"It's a great event to get outside and enjoy nature. I find it very exciting no matter how many times I see bald eagles"
About this Quote
There is an almost disarming plainness to Armstrong's enthusiasm here: no moral, no mystical flourish, just the uncomplicated thrill of stepping outside and seeing something bigger than yourself glide past. The line works because it refuses the prestige language we often wrap around nature. Instead of treating the outdoors as a wellness product or a metaphor factory, she frames it as an event, a public occasion, something you show up for. That choice nudges nature out of the private, curated realm (your hike, your mindfulness) and back into a shared civic experience.
The bald eagle matters as a symbol, but Armstrong doesn't lean on the usual patriotic shorthand. She uses it as a test of attention. "No matter how many times" is the quiet hinge: repetition hasn't dulled the feeling, which implies the problem isn't that the world has become less wondrous, it's that we have become less available to wonder. Excitement becomes a practice, not a personality trait.
Coming from a writer known for translating religion and ethics for secular readers, the subtext lands as a kind of non-denominational reverence. It's not about transcendence in the abstract; it's about cultivating a reflex of awe that doesn't require a cathedral. In a culture of screens and constant commentary, Armstrong's sentence argues for an older technology: direct encounter. Nature doesn't need a plot twist. The eagle is enough, if you actually look.

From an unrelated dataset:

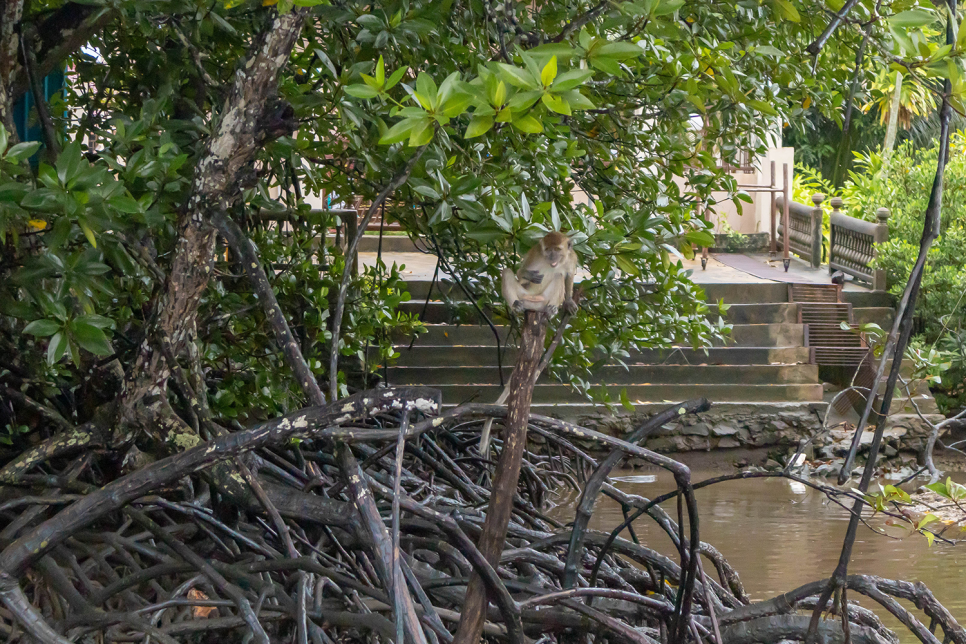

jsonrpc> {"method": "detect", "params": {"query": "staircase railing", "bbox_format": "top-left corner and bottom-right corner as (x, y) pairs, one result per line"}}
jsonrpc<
(828, 197), (890, 291)
(775, 193), (825, 268)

The bald eagle matters as a symbol, but Armstrong doesn't lean on the usual patriotic shorthand. She uses it as a test of attention. "No matter how many times" is the quiet hinge: repetition hasn't dulled the feeling, which implies the problem isn't that the world has become less wondrous, it's that we have become less available to wonder. Excitement becomes a practice, not a personality trait.
Coming from a writer known for translating religion and ethics for secular readers, the subtext lands as a kind of non-denominational reverence. It's not about transcendence in the abstract; it's about cultivating a reflex of awe that doesn't require a cathedral. In a culture of screens and constant commentary, Armstrong's sentence argues for an older technology: direct encounter. Nature doesn't need a plot twist. The eagle is enough, if you actually look.